Ama, o günden sonra, Yunus’la Yusuf’un, bir ölçüde de tüm okulun yaşamında, yepyeni bir dönem başladı: kimilerine göre bir uydurmaca, kimilerine göre bir kurmaca, iki arkadaşa göre de bir araştırma ve bulgulama dönemi: iki arkadaş, özellikle pazar günleri, ansiklopedilerde ve kitaplarda hep ilginç kuramı doğrulayacak bilgiler aradılar. En sonunda, bir gün, akşamüzeri, kuramlarını kanıtlamaktan umutlarını kesmeye başladıkları bir sırada, Yunus, gözleri çakmak çakmak, “Buldum! Buldum! Buldum!” diye haykırdı, sonra, elindeki kitabı dostuna uzatmak varken, kekeleye kekeleye okumaya başladı: değişik dönemlerde, değişik düşünürler yazının dilden önce bulunduğunu öne sürmüşlerdi. Örneğin Fransa’da, daha on yedinci yüzyıl başlarında, Vigenère ile Duret coşkuyla savunmuştu bu kuramı, örneğin yirminci yüzyılda Jacques van Ginneken’in aynı kuramı aynı coşkuyla, hem de daha güçlü kanıtlarla savunduğu görülmüştü. Ona göre, ilk piktogram’lar elin devinimlerini yansıtmaktaydı, yazı da, çok daha sonra eklemlenimli diller de bu devinimlerden kaynaklanmıştı. Kanıtı da en eski Çin harflerinin büyük bölümünün bu devinimleri göstermesiydi. Leibniz’in, bilerek ya da bilmeden, Çin yazısını uluslararası dil olarak önermesinin nedeni de bu olmalıydı: Çin yazısı ilk ve doğal yazıydı. Savın yanlışlığını kanıtlamaya kalkanlar da vardı kuşkusuz, ama onlar umursamıyordu: bu kadarı yeterdi. Yusuf kalktı, hiçbir şey söylemeden kucaklayıp havaya kaldırdı dostunu.
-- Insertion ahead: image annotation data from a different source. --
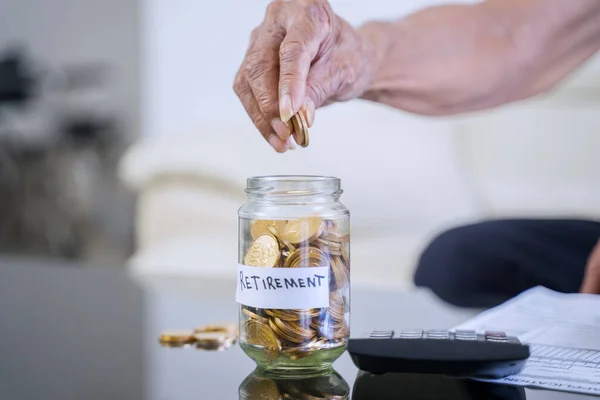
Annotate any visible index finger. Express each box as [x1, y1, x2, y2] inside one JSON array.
[[279, 9, 326, 122]]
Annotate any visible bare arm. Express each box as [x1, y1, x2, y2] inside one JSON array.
[[234, 0, 600, 152], [359, 0, 600, 115]]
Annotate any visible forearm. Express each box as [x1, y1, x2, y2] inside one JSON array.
[[360, 0, 600, 115]]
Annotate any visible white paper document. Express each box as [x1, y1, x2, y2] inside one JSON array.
[[455, 287, 600, 395]]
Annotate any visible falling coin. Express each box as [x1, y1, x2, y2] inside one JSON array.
[[158, 330, 196, 347], [194, 332, 237, 351]]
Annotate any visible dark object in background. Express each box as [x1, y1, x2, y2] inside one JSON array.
[[0, 48, 33, 106], [0, 46, 133, 265], [352, 371, 527, 400]]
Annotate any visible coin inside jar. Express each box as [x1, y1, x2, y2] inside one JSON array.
[[250, 219, 286, 239], [244, 234, 281, 268], [244, 320, 281, 360], [283, 217, 324, 244]]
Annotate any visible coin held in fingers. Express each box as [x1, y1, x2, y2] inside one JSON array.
[[292, 112, 309, 147]]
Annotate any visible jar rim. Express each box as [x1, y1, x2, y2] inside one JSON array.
[[247, 175, 340, 185], [245, 175, 342, 197]]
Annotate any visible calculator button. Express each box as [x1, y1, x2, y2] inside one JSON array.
[[427, 331, 450, 339], [400, 330, 423, 339], [371, 331, 394, 339], [485, 336, 508, 343], [485, 331, 506, 338], [454, 330, 477, 340]]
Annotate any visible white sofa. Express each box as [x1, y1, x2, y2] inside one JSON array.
[[121, 61, 600, 288]]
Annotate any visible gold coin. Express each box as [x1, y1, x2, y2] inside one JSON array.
[[291, 113, 308, 147], [264, 308, 305, 321], [283, 217, 324, 244], [244, 234, 281, 268], [242, 308, 269, 323], [267, 224, 296, 251], [272, 318, 313, 342], [194, 324, 239, 336], [269, 319, 303, 348], [250, 219, 286, 239], [194, 332, 237, 351], [283, 246, 329, 268], [158, 330, 195, 347], [297, 112, 309, 147], [244, 319, 281, 360]]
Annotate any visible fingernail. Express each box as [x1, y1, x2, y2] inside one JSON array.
[[287, 136, 296, 150], [269, 134, 288, 153], [279, 94, 294, 122], [271, 118, 292, 140], [306, 99, 315, 128]]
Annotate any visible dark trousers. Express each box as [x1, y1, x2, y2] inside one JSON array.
[[414, 219, 600, 308]]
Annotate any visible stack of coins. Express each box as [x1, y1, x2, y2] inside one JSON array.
[[290, 112, 308, 147], [239, 372, 350, 400], [240, 217, 350, 360], [158, 324, 239, 351]]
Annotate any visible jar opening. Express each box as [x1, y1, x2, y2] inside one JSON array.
[[246, 175, 342, 197]]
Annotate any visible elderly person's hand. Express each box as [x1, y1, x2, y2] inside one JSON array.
[[234, 0, 373, 152], [234, 0, 600, 152], [581, 240, 600, 294]]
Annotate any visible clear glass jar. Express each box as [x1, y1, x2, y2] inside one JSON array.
[[238, 370, 350, 400], [236, 176, 350, 375]]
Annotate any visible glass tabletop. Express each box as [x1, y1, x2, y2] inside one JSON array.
[[0, 260, 591, 400]]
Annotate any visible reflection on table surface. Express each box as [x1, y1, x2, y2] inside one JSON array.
[[0, 260, 591, 400], [239, 370, 526, 400]]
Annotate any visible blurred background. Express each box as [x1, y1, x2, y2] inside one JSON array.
[[0, 0, 600, 288]]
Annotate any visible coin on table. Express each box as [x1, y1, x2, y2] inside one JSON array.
[[158, 330, 196, 347], [244, 234, 281, 268], [244, 319, 281, 360], [250, 219, 286, 239], [283, 217, 324, 244]]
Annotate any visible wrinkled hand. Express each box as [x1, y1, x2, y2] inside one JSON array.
[[580, 240, 600, 294], [233, 0, 374, 152]]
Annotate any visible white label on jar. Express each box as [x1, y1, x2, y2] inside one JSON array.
[[235, 264, 329, 310]]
Gözlerinde sevinç gözyaşları, yanaklarını öpüp usulca yere bıraktı.

Ertesi gün, okulda, önlerine gelene allayıp pullayıp anlatıyorlardı büyük buluşlarını. Daha doğrusu, bu iş için belirledikleri yöntem uyarınca, Yunus kuramı açıklıyor, Yusuf da, onun belleği çok sağlam ve konuşması çok düzgün destekçisi olarak, kuramın kanıtlarını sıralıyordu. Sınıf arkadaşları, başka sınıflardan meraklı öğrenciler, kafaları iyice karışmış bir durumda, anlatılanları dinliyor, bir türlü kesin bir kanıya varamıyor, ama içlerinden biri nicedir kesin olarak benimsenmiş görünen bir saptamayı böylesine sarsabildiği, İngiliz ve Amerikalı öğretmenler arasında bile hiç kimse karşısına çıkamadığı için gurur duyuyorlardı. Bir öğrenci topladığı kanıtları kendisini sınıftan atan tarihçiye göstermesini salık verdi. Yunus “Boş ver, değmez!” demekle yetindi. Ama genç bir ingilizce öğretmeni, “Senin van Ginneken kesinlikle yanılıyor,” deyince, kuşkusuz hep kekeleyerek, ama güven içinde, “Bence hiç de yanılmıyor, ama benim kuramım onunkinden farklı, efendim,” diye yanıtladı. “Ben önce söz yoktu demedim hiçbir zaman; bana göre, başlangıçta, söz yalnız insan için değil, tüm yaratıklar için vardı.”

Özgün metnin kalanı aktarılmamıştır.